Eine Untersuchung des Instituts Hagalis belegt, dass durch die Vitalisierung die Ordnungsqualität des Wassers signifikant zunimmt. Die Untersuchung kommt zu dem Schluss: „Die Kristallisation in dieser Untersuchung ist recht regelmäßig ausgebildet und zeigt eine vollflächige Verteilung im Bildbereich. Während bei der Neutralprobe eine starke Konzentration im Randbereich des Bildes von 90° Winkelstrukturen und verdichteten Kristallen wahrzunehmen war, ist bei der hier untersuchten Probe eine wesentlich regelmäßigere Verteilung zu erkennen, die keinerlei Verdichtungszonen in größerem Maße aufweist. Erstaunlicherweise sind die 90° Winkelstrukturen und vor allem die Gitterstrukturen im Randbereich nicht mehr in dem Maße vorhanden, so dass davon ausgegangen werden kann, dass die Probe kaum mehr eine Elektrosmogbelastung aufweist. Offensichtlich ist es durch das Verfahren gelungen, die verschiedenen negativen Einflüsse von der elektromagnetischen Strahlung weitgehend zu neutralisieren und die Probe zu regenerieren. […] In jedem Falle ist aber auch die Bioverfügbarkeit der Mineralien gestiegen, die in diesem Falle durch eine größere Oberflächenbildung für den Verbraucher vorteilhaft erscheint. Mineralien, die eine gute Löslichkeit aufweisen und eine hohe Oberflächenbildung haben, können vom menschlichen Stoffwechsel wesentlich besser resorbiert und in den Organismus eingebaut werden. Dies bedeutet, dass das Wasser in jedem Falle sich regenerieren konnte und in seiner Eigenschaft als Nahrungsmittel eher geeignet ist, als die Neutralprobe.“

Institut Hagalis AG: Kristallanalyse, Vergleichsstudie: Wasserqualität.
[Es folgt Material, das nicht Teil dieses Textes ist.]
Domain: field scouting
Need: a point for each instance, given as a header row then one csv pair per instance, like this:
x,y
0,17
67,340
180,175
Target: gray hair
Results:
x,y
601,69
Überlingen 1.10.2002. Zum Wasser als Informationsträger vgl. Ludwig, Wolfgang, Albrecht, Hans-Jürgen: Wasser und Homöopathie. Die Bedeutung der Wasserstruktur als Träger von Informationen. Eine Forschungsbasis für die Homöopathie. Großheubach 2002. Kröplin, Bernd, Henschel, Regine C.: Die Geheimnisse des Wassers: Neueste erstaunliche Ergebnisse aus der Wasserforschung. Aarau 2016.